Shadi has over 30 years of experience in architectural design, practice, and teaching. She also has a decade of interdisciplinary research in design and development of functionally graded composite materials, achieving transitional interface between areas with varying structural, insulative, and optical characteristics using alternative environmentally friendly binders such as geopolymers produced from industrial byproducts. Such innovative solutions are impactful in saving cost and embodied and operational energy, particularly in harsh environmental conditions.

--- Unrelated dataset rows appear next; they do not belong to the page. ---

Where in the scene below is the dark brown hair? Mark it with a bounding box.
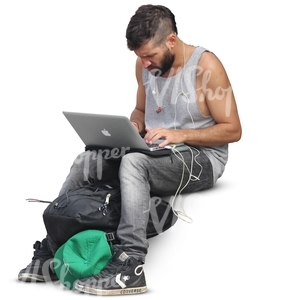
[126,5,178,50]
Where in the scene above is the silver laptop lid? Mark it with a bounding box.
[62,111,151,151]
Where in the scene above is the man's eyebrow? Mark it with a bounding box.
[140,53,156,58]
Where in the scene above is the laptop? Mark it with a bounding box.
[62,111,177,156]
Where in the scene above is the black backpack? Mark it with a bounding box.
[42,179,177,247]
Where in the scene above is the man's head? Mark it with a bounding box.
[126,5,177,50]
[126,5,179,76]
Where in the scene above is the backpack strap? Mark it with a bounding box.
[105,231,119,243]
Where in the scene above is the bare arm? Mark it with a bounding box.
[130,58,146,133]
[144,51,242,147]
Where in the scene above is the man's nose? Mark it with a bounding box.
[140,58,152,68]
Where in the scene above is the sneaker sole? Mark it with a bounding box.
[74,282,147,296]
[18,273,58,282]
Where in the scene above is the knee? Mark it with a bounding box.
[119,153,148,176]
[72,151,97,167]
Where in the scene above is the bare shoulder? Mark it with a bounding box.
[135,57,144,83]
[199,50,228,72]
[136,57,142,67]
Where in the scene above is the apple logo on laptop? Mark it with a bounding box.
[101,129,111,136]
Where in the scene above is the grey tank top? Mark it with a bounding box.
[142,46,228,183]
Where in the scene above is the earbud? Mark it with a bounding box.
[152,90,156,95]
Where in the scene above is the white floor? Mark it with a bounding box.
[1,0,299,299]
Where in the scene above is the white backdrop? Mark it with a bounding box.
[1,0,299,299]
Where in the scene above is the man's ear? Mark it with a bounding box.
[166,33,177,48]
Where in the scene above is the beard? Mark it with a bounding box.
[150,49,175,77]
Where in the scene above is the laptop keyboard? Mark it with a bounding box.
[146,142,163,151]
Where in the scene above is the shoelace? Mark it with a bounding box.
[94,259,131,279]
[32,241,53,262]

Since 2012, Shadi has been teaching in the Penn State Department of Architecture, where she directs the Transitional Material Interface (TMI) Laboratory and is a member of the Stuckeman Center for Design Computing (SCDC). She is also an affiliate faculty member of both the Materials Research Institute (MRI) and the Additive Manufacturing and Design (AMD) program, and a founding member of Penn State’s Additive Construction Laboratory (AddConLab), building upon the success of the PennStateDen@Mars team, which she co-led in Phases 2 and 3 of the NASA’s 3D-Printed Mars Habitat Challenge Competition.
She joined X-Hab as a co-founder after taking part in a sponsored research program brought to Penn State by X-Hab 3D and the State of Alaska, titled “Development of Low-Cost Housing for Remote Areas in Alaska and the Arctic Region.” Shadi had explored expeditionary affordable modular micro housing while teaching at Cornell and at SUNY at Buffalo in response to Haiti’s devastating earthquakes.
Shadi holds a professional degree in Architecture, a degree in Environmental Design from the University of Minnesota, and a post-professional degree in architecture from Cornell University.